Lebih lanjut, pendidikan ini juga berpotensi untuk diikuti dengan langkah-langkah konkret, seperti pendampingan hukum bagi korban konflik agraria, strategi pengorganisasian yang lebih sistematis, serta peningkatan tekanan politik terhadap kebijakan yang merugikan petani. Untuk itu, sinergi antara organisasi rakyat, akademisi, dan media perlu diperkuat agar isu agraria semakin mendapat perhatian publik dan kebijakan politik yang lebih berpihak kepada rakyat.

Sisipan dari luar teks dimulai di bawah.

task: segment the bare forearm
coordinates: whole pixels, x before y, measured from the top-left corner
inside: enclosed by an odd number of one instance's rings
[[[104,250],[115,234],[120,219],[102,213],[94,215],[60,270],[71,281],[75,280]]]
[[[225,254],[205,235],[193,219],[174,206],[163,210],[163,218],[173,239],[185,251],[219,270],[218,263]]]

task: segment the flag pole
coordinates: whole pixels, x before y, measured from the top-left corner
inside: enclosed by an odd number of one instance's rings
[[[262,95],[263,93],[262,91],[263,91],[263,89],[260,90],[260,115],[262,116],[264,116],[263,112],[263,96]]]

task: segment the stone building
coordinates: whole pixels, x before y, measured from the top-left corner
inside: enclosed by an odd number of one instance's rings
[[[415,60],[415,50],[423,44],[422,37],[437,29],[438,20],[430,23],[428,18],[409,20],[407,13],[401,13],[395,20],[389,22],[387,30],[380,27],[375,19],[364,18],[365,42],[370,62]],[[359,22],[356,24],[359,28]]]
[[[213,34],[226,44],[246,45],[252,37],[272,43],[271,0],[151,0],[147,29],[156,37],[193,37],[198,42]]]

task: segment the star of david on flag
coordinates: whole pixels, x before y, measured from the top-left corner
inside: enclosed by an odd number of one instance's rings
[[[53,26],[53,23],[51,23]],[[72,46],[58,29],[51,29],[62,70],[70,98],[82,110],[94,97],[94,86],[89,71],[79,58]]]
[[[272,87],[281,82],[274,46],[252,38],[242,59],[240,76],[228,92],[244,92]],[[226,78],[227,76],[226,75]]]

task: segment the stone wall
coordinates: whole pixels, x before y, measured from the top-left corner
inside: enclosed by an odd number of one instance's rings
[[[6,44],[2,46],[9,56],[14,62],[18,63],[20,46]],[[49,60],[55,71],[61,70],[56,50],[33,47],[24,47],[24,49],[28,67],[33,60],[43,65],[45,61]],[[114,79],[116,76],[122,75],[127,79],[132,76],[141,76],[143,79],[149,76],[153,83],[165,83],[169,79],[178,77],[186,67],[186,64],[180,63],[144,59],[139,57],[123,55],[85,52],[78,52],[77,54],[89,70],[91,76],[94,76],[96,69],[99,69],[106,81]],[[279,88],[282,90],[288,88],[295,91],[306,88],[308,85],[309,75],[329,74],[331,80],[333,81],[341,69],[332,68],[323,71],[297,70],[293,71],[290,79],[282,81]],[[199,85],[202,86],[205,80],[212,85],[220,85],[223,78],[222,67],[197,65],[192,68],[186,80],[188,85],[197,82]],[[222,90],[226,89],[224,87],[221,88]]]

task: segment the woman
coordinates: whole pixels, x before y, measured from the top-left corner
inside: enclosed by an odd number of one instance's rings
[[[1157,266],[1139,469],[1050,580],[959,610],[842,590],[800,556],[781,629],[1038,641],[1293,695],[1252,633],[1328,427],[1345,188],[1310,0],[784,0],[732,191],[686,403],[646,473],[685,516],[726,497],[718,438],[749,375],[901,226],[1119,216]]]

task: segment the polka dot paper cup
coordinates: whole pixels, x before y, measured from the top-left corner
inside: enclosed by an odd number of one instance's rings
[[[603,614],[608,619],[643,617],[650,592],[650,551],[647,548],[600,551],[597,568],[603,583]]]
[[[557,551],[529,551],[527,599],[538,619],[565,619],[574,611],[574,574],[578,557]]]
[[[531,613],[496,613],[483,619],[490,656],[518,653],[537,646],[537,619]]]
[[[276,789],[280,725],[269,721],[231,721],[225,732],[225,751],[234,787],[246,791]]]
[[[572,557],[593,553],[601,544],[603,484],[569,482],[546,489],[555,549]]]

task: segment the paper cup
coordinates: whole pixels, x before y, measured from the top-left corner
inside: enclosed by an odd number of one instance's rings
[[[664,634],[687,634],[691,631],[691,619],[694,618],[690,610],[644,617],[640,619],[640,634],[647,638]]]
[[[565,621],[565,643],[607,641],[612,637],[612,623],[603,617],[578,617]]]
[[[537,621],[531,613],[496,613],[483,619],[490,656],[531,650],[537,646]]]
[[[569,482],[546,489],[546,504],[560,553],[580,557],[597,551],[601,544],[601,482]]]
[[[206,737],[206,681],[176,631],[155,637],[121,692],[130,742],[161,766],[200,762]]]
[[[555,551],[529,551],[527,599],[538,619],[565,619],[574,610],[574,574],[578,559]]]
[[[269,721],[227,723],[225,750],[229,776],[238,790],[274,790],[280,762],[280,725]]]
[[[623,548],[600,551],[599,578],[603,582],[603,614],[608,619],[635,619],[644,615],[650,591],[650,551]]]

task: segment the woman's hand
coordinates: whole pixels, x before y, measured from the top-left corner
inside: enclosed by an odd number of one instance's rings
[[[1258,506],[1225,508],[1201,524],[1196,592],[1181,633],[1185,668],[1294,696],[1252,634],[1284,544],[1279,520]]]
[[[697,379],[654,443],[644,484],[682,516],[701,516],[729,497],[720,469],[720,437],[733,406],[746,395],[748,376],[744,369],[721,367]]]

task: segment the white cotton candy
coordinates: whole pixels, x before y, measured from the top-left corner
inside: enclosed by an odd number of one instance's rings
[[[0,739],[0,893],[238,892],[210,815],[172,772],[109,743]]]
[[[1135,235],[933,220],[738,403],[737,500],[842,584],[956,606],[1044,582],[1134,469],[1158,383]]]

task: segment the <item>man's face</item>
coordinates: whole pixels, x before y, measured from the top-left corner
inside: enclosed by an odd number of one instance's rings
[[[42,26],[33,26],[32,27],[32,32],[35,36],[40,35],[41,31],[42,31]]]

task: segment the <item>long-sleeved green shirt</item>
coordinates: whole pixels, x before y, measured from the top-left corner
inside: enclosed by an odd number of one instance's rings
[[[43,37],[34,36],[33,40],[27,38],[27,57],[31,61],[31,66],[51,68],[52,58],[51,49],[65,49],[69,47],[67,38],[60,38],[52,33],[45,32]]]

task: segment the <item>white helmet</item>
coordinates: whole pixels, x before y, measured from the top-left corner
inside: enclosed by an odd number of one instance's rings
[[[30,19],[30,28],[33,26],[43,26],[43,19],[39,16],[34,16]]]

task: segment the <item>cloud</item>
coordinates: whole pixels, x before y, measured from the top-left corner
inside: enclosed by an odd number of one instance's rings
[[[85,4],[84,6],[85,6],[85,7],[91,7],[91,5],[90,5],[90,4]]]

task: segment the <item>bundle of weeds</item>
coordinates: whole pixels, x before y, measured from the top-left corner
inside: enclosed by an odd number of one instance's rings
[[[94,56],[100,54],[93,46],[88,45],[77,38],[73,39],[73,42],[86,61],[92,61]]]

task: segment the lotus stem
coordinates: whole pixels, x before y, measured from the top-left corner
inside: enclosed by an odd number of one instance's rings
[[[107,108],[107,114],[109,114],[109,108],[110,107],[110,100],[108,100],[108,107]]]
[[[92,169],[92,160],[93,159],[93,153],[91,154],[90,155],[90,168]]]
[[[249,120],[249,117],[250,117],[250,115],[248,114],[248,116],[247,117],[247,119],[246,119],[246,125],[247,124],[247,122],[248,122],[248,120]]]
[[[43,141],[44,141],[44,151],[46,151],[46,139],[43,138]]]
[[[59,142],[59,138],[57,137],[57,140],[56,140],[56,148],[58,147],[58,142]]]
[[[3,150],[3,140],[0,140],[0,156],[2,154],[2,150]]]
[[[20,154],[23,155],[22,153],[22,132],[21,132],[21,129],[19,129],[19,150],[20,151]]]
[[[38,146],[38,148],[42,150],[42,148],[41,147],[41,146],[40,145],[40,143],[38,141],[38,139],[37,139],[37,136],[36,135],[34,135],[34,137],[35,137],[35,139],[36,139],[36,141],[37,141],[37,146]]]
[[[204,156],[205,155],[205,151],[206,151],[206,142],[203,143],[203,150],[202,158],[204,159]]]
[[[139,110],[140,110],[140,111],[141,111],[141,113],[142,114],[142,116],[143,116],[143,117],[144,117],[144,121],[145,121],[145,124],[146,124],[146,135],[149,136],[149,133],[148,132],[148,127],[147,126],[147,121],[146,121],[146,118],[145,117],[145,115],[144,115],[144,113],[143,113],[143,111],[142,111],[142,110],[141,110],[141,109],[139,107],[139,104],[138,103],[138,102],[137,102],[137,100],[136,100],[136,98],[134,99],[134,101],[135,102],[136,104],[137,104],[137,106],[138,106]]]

Syamsudin Wahid menegaskan, “Reforma agraria sejati bukan hanya soal pendidikan, tetapi juga bagaimana pengetahuan ini dapat diimplementasikan dalam aksi nyata untuk mengubah ketimpangan struktural yang masih mengakar.” Dalam konteks ini, pendidikan kader tidak hanya menjadi ruang untuk menambah wawasan, tetapi juga sebagai bagian dari upaya untuk memperkuat gerakan sosial dalam mewujudkan keadilan agraria.
Pendidikan ARAS yang pertama kali diadakan di Sulawesi Tenggara ini diharapkan menjadi titik awal untuk diskusi dan pendidikan lebih lanjut mengenai reforma agraria. Syamsudin berharap kegiatan serupa dapat terus dilaksanakan untuk memperkuat perjuangan hak atas tanah di masa depan. “Harapan kita, hasil dari pendidikan ARAS ini akan melahirkan peningkatan kesadaran politik, pemahaman yang lebih kuat tentang hak-hak agraria, serta strategi advokasi yang lebih efektif,” tutupnya.
Dengan berakhirnya pendidikan ini, perjuangan hak atas tanah di Sulawesi Tenggara terus berlanjut. Para kader ARAS kini diharapkan dapat membawa pengetahuan dan strategi yang mereka peroleh untuk memperjuangkan keadilan agraria di daerah masing-masing.